What a tricky time of year for cooking it is right now. My brain wants salads, tacos and anything grilled, but my weatherman is telling me it’s still soup and casserole weather. Until Larry Sprinkle (yes, it is the best name for a weatherman ever) starts giving me some better news, I’m stuck in a cooking limbo. Which isn’t all bad, because I get to make meals like this Springtime Stew!
Springtime Stew is really my mom’s adaptation of her mom’s beef and veggie soup. Springtime Stew is hearty, but not nearly as heavy as its winter counterpart. The stew is primarily made of vegetables (you could easily make this vegetarian by omitting the beef) with a tomato sauce infused base. You can enjoy it alone as a soup, or put it over noodles for a heartier meal. Either way, you really can’t go wrong.
Larry Sprinkle just informed me that this coming weekend we will break into the seventies (finally!!) so I’ll have to eat up these leftovers in the next few days. Which I really don’t anticipate being a problem. Springtime Stew is every bit as good as leftovers as it is the day you make it!
Springtime Stew is the perfect meal for when you’re craving a lighter meal but it’s still soup weather outside. It’s light yet hearty and oh, so delicious.
- 1 lb chuck roast, cubed
- 1 large onion, chopped
- 3 stalks celery, chopped
- 4 carrots, peeled and chopped
- 1 head cabbage, chopped
- 1 summer squash, halved lengthwise then sliced cross-wise
- 32 oz beef broth (+ 16 oz can beef broth to thin the soup if needed)
- 17 oz tomato sauce
- 1 small can green beans* (do no drain)
- 1 can corn (do not drain)
- salt and pepper to taste
- 1 pkg egg noodles, prepared to package directions
Season the beef with salt and pepper. Place in a stock pot and cover with water. Heat to boiling and then reduce to a simmer .
Add the onion, carrots, celery, beef broth and tomato sauce.
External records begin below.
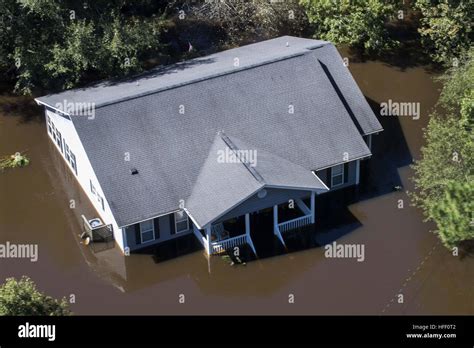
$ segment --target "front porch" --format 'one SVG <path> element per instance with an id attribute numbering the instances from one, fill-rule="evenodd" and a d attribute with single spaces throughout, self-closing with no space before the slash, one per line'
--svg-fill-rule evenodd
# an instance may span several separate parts
<path id="1" fill-rule="evenodd" d="M 255 223 L 255 219 L 262 215 L 268 217 L 268 214 L 271 214 L 272 222 L 266 223 L 264 227 L 268 227 L 270 233 L 273 233 L 281 245 L 286 248 L 285 235 L 315 222 L 315 193 L 311 192 L 308 198 L 309 207 L 302 198 L 296 198 L 289 202 L 275 204 L 212 223 L 202 230 L 193 224 L 193 232 L 208 255 L 221 254 L 243 245 L 248 245 L 253 253 L 258 255 L 251 235 L 263 233 L 263 228 L 261 224 L 259 226 Z"/>

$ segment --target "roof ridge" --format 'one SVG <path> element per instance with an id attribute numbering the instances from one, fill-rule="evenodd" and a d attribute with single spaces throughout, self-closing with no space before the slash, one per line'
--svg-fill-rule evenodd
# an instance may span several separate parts
<path id="1" fill-rule="evenodd" d="M 320 45 L 320 46 L 323 46 L 323 45 Z M 311 48 L 311 50 L 315 49 L 315 48 L 317 48 L 317 47 Z M 223 52 L 225 52 L 225 51 L 223 51 Z M 299 56 L 303 56 L 306 53 L 307 52 L 298 52 L 298 53 L 293 53 L 293 54 L 283 56 L 283 57 L 277 57 L 277 58 L 274 58 L 274 59 L 266 60 L 266 61 L 255 63 L 255 64 L 249 64 L 247 66 L 240 67 L 240 68 L 234 67 L 234 68 L 226 70 L 226 71 L 222 71 L 222 72 L 215 73 L 215 74 L 210 74 L 210 75 L 207 75 L 207 76 L 204 76 L 204 77 L 194 78 L 194 79 L 191 79 L 191 80 L 186 81 L 186 82 L 180 82 L 180 83 L 172 84 L 172 85 L 169 85 L 169 86 L 166 86 L 166 87 L 157 88 L 157 89 L 154 89 L 154 90 L 151 90 L 151 91 L 137 93 L 137 94 L 129 95 L 129 96 L 126 96 L 126 97 L 114 99 L 112 101 L 104 102 L 104 103 L 101 103 L 101 104 L 96 104 L 95 108 L 100 109 L 102 107 L 122 103 L 122 102 L 125 102 L 125 101 L 128 101 L 128 100 L 142 98 L 142 97 L 146 97 L 146 96 L 153 95 L 153 94 L 156 94 L 156 93 L 169 91 L 171 89 L 175 89 L 175 88 L 179 88 L 179 87 L 183 87 L 183 86 L 188 86 L 188 85 L 191 85 L 193 83 L 203 82 L 203 81 L 215 79 L 215 78 L 218 78 L 218 77 L 234 74 L 234 73 L 237 73 L 237 72 L 258 68 L 258 67 L 261 67 L 261 66 L 264 66 L 264 65 L 281 62 L 281 61 L 286 60 L 286 59 L 291 59 L 291 58 L 296 58 L 296 57 L 299 57 Z M 204 58 L 204 57 L 206 57 L 206 56 L 203 56 L 203 57 L 200 57 L 200 58 Z"/>
<path id="2" fill-rule="evenodd" d="M 255 167 L 252 167 L 249 163 L 244 161 L 241 158 L 241 155 L 239 153 L 239 148 L 230 140 L 230 138 L 224 133 L 224 131 L 219 131 L 217 134 L 221 137 L 222 141 L 227 145 L 227 147 L 235 154 L 235 156 L 239 159 L 240 163 L 242 163 L 245 168 L 252 174 L 255 180 L 257 180 L 261 184 L 265 184 L 265 179 L 263 176 L 255 169 Z"/>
Add salt and pepper to taste. Simmer for 15 minutes.
Add the cabbage and zucchini and cook for an additional 20 minutes. Add the green beans and corn, including the liquid from the cans and stir together. Season with salt and pepper.
Serve over egg noodles.
* This can easily be made vegetarian by omitting the beef and replacing the beef broth with vegetable broth.